The rise of the framework and hard coupling
Building websites and apps from scratch is hard and as technology marched on from the early days of simple HTML it got harder. This prompted the rise of the frameworks, package deals where you got your Content Management System (CMS) and User Interface(UI) as a package deal. WordPress, Joomla and Drupal led the pack offering an off-the-shelf solution and, for a while, WordPress in particular, seemed set to take over the web.
The issue with these frameworks is that they hard coupled all their concerns: CMS, Database, back and front end, display and logic. On top of that they were often accused of being ‘cookie-cutter’ in their approach, making assumptions about the likely structure you will impose on your site. There is a perceived advantage in using CMS frameworks in that the UI may be refreshed whilst keeping the same back-end and data. In truth technology moves at a pace and updating versions of these frameworks is a chore. The alternative is to stick with the legacy back-end, but then finding developers willing and able to support legacy systems becomes increasingly difficult. In addition, the output from these frameworks is invariably HTML, tying the site/application to devices and browsers capable of displaying web technology.
In the JavaScript world too frameworks took off, Ember, Backbone, Angular all offered data fetching, binding and state management. JavaScript frameworks, by their nature, are more decoupled as they are purely concerned with rendering the UI, fetching data via back end web services. Some still had a degree of hard coupling, tending toward a Model, View, Controller (MVC) pattern, unifying state management and data fetching in a single library.
React is, at present, the most popular JavaScript library for UI development. It isn’t, however, a full framework, it is simply a library for creating UI components. It is decoupled from the business logic of state-management and data fetching. Its advantage is it does less, simply focussing on the UI aspect.

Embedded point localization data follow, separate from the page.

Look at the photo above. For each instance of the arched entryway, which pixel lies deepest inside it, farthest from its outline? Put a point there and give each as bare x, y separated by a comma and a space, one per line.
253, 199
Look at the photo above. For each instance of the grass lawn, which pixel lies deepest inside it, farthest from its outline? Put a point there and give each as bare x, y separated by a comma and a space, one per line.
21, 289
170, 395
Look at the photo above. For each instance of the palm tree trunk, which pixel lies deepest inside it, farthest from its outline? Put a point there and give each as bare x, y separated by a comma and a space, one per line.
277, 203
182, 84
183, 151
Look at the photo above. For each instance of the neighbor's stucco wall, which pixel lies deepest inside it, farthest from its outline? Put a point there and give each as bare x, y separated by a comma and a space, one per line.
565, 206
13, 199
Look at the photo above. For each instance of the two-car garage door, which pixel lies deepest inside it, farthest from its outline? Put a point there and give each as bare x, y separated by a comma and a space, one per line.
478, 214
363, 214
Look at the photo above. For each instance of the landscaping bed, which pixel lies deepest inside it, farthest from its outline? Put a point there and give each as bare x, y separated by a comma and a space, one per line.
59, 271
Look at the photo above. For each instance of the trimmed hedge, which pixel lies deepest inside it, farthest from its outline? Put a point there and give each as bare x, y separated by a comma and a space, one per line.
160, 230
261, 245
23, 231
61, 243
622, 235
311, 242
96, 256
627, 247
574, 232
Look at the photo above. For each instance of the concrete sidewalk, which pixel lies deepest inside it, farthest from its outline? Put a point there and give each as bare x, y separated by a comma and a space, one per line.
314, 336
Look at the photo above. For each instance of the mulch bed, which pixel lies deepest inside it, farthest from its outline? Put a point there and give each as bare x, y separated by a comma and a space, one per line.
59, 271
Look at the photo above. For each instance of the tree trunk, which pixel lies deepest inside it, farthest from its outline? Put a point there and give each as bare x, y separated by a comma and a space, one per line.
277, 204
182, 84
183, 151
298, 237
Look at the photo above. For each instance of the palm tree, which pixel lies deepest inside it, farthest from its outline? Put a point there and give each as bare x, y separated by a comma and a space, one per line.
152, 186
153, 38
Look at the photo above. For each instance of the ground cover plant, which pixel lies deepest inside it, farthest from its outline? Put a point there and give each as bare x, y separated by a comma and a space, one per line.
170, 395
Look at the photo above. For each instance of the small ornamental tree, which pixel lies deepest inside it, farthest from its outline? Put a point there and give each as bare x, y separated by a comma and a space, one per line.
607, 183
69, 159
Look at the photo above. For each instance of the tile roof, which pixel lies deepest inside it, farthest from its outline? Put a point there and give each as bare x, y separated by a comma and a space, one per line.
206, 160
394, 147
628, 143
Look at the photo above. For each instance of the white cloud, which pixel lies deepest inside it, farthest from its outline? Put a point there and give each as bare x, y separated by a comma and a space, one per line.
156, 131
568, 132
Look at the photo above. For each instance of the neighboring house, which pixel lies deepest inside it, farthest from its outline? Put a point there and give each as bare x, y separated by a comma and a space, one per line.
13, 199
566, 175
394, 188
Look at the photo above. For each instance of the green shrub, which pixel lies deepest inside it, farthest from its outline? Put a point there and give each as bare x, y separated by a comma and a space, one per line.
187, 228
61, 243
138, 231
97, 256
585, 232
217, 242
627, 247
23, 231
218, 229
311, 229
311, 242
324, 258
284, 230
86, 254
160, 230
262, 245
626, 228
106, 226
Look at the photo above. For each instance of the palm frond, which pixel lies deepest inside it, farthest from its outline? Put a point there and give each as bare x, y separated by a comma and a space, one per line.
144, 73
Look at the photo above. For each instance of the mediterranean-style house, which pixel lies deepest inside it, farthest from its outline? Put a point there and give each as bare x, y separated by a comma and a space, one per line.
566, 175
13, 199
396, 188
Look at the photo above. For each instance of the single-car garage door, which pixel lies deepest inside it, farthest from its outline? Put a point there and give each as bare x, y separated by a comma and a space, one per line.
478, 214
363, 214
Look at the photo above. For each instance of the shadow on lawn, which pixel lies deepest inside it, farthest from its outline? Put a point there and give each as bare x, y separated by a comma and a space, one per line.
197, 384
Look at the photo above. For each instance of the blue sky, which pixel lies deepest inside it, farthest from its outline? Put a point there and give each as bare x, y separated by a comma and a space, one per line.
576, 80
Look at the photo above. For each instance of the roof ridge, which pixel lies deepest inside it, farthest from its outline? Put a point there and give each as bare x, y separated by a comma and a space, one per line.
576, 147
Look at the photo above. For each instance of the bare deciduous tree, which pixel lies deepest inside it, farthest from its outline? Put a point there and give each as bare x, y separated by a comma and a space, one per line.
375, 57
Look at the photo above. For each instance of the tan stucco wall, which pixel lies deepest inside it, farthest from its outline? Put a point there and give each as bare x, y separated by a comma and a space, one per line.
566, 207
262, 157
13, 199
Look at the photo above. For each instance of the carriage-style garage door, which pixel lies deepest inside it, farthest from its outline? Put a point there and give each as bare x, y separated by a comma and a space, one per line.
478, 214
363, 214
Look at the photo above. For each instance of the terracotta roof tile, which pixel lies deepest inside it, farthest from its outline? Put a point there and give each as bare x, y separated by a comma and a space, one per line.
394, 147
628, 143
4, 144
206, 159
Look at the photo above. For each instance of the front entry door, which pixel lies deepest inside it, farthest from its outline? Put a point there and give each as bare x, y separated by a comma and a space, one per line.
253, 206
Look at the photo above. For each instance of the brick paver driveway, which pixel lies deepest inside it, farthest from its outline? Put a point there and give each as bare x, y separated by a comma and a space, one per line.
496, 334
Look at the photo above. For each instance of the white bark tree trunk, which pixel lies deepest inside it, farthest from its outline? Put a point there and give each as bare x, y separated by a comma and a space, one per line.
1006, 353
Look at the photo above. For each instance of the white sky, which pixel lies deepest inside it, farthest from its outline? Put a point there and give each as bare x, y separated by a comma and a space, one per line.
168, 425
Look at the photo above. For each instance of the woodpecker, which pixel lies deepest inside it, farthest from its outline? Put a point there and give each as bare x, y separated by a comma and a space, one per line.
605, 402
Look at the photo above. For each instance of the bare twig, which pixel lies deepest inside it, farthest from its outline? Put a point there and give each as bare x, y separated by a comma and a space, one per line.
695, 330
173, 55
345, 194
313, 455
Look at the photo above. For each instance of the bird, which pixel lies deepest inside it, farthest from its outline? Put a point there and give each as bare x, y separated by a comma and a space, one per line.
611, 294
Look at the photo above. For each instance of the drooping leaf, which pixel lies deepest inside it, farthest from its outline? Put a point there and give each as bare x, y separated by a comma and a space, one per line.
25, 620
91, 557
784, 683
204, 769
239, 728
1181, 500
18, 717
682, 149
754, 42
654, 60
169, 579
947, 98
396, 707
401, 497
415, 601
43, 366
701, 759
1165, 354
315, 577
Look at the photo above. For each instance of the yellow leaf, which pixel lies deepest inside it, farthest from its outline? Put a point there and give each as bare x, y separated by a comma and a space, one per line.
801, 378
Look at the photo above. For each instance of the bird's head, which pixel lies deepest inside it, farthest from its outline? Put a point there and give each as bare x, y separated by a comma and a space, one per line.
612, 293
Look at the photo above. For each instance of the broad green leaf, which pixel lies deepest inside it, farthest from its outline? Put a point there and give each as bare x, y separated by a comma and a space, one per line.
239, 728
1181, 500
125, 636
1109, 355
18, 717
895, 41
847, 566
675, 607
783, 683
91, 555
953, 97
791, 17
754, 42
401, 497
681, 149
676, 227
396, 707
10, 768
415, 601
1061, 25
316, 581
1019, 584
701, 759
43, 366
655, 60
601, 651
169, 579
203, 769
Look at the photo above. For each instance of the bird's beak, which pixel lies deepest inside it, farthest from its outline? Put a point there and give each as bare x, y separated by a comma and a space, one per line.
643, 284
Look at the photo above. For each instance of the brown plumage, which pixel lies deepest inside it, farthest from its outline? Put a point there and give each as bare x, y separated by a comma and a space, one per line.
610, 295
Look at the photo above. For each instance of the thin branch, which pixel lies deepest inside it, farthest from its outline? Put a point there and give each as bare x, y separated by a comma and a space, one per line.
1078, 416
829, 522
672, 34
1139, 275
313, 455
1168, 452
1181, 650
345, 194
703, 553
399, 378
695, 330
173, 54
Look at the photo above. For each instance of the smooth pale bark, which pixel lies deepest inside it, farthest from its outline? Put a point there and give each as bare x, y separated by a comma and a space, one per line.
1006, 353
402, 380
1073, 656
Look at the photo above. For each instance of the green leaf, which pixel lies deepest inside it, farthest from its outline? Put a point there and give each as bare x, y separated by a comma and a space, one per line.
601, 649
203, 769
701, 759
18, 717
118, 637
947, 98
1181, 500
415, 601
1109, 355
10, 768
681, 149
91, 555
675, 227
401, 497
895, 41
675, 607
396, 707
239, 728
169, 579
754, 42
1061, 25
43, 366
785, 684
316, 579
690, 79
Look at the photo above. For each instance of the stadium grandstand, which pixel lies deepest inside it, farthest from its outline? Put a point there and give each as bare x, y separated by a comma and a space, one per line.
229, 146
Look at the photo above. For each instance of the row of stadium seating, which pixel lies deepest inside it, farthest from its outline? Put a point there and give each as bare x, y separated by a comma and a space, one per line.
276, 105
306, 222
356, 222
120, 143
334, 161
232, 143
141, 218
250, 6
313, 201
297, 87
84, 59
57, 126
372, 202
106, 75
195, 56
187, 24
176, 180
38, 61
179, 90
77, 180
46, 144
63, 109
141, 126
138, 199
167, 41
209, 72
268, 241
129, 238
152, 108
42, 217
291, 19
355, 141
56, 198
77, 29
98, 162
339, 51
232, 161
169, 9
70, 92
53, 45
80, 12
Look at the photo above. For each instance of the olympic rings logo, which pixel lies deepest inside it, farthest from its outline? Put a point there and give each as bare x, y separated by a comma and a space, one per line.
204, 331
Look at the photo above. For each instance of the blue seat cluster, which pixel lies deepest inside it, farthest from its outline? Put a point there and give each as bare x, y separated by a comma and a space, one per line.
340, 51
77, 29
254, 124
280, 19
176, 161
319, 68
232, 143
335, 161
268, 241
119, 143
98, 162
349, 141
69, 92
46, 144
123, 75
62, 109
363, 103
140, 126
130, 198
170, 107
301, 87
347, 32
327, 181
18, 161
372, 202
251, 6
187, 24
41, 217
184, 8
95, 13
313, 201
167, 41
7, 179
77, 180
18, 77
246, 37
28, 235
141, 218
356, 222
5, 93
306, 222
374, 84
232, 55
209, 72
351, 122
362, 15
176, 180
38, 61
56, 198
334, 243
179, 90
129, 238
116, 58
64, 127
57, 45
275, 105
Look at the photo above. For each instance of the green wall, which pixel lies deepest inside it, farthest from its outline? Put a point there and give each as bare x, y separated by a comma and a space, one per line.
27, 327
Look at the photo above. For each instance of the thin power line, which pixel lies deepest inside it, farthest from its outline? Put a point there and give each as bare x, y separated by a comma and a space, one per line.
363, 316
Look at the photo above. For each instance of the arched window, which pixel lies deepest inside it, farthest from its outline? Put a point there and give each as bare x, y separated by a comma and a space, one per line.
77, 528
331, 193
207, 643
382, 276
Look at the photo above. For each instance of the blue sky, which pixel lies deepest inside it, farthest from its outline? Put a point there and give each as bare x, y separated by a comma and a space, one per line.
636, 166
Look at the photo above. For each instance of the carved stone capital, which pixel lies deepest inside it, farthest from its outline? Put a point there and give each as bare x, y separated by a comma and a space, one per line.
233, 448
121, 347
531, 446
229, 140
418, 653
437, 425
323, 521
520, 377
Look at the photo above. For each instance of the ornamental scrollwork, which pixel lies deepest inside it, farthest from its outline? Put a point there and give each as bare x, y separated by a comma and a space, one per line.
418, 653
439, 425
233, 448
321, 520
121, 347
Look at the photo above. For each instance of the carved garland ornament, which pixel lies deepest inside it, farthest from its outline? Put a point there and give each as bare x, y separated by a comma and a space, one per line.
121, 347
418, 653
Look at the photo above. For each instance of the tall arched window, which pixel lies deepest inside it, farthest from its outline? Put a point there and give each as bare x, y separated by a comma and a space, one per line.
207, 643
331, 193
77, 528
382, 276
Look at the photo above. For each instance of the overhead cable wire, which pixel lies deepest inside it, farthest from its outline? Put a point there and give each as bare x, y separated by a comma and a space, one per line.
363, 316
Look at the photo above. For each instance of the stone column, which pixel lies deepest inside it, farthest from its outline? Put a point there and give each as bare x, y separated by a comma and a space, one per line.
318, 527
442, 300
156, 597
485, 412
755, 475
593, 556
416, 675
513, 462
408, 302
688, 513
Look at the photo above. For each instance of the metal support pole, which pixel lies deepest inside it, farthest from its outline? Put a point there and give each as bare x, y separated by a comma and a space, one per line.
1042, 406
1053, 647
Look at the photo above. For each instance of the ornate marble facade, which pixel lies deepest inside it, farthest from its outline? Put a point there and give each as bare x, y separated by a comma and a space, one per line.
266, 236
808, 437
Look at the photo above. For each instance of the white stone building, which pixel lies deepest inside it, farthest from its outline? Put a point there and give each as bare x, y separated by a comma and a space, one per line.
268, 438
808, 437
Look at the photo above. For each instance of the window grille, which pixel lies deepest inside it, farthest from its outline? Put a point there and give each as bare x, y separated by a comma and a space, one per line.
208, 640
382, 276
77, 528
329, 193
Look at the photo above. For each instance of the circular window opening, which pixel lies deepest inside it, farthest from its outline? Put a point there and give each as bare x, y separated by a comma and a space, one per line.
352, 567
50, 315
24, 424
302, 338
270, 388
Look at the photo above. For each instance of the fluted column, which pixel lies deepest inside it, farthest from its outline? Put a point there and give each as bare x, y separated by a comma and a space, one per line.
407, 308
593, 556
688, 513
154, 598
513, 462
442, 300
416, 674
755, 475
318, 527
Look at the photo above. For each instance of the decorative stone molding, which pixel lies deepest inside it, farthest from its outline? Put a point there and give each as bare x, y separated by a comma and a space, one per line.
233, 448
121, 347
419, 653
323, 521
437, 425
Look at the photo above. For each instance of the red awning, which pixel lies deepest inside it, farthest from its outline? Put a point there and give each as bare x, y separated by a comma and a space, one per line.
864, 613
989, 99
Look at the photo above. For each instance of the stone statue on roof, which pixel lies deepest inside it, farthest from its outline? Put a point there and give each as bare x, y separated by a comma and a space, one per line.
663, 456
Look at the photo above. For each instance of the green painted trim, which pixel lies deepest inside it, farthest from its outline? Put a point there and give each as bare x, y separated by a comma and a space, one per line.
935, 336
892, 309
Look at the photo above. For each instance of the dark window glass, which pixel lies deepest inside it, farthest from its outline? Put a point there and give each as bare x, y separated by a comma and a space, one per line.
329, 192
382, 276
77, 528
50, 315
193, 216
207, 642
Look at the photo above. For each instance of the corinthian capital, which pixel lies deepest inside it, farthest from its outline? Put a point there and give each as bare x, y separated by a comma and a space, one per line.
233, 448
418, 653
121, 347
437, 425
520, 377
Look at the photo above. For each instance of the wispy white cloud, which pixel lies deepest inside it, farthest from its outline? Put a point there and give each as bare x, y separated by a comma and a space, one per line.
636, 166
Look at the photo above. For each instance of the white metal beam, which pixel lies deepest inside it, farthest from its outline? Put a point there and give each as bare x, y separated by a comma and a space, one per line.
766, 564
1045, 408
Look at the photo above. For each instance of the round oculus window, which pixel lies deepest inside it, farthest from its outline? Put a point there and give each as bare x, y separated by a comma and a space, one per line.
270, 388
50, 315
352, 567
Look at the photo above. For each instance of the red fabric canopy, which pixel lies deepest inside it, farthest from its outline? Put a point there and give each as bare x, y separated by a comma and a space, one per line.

The JS framework league table React’s popularity may be put down to a number of factors: speed of rendering; ease of use; modularity. One of the main reasons is its laser focus on just being a Component library – you choose your own preferred method of state-management, routing, styling, testing, data-fetching. This allows state-management, services etc to be abstracted into their own, discreet, reusable, framework-agnostic domains. It also allows React components to be built in a decoupled, modular, reusable way. If a service or component needs refactoring or replacing they are not tied to the application as a whole. It's a kit of parts.
React also has a huge ecosystem of libraries to draw on, from charting and graphing, data fetching and 3D, a large base of developers who know how to use it and a massive amount of applications built in it which require new features or maintenance. It could be argued newer libraries, like Solid.js, address some of the shortcomings of React and perform better – their problem remains they have captured a fraction of the market and lack the plethora of libraries, plugins and developers React has garnered.
That said, UI code is short lived and if an application has a robust API it should not be an onerous task to re-skin an application, so don’t be discouraged from at least test-driving the less popular frameworks.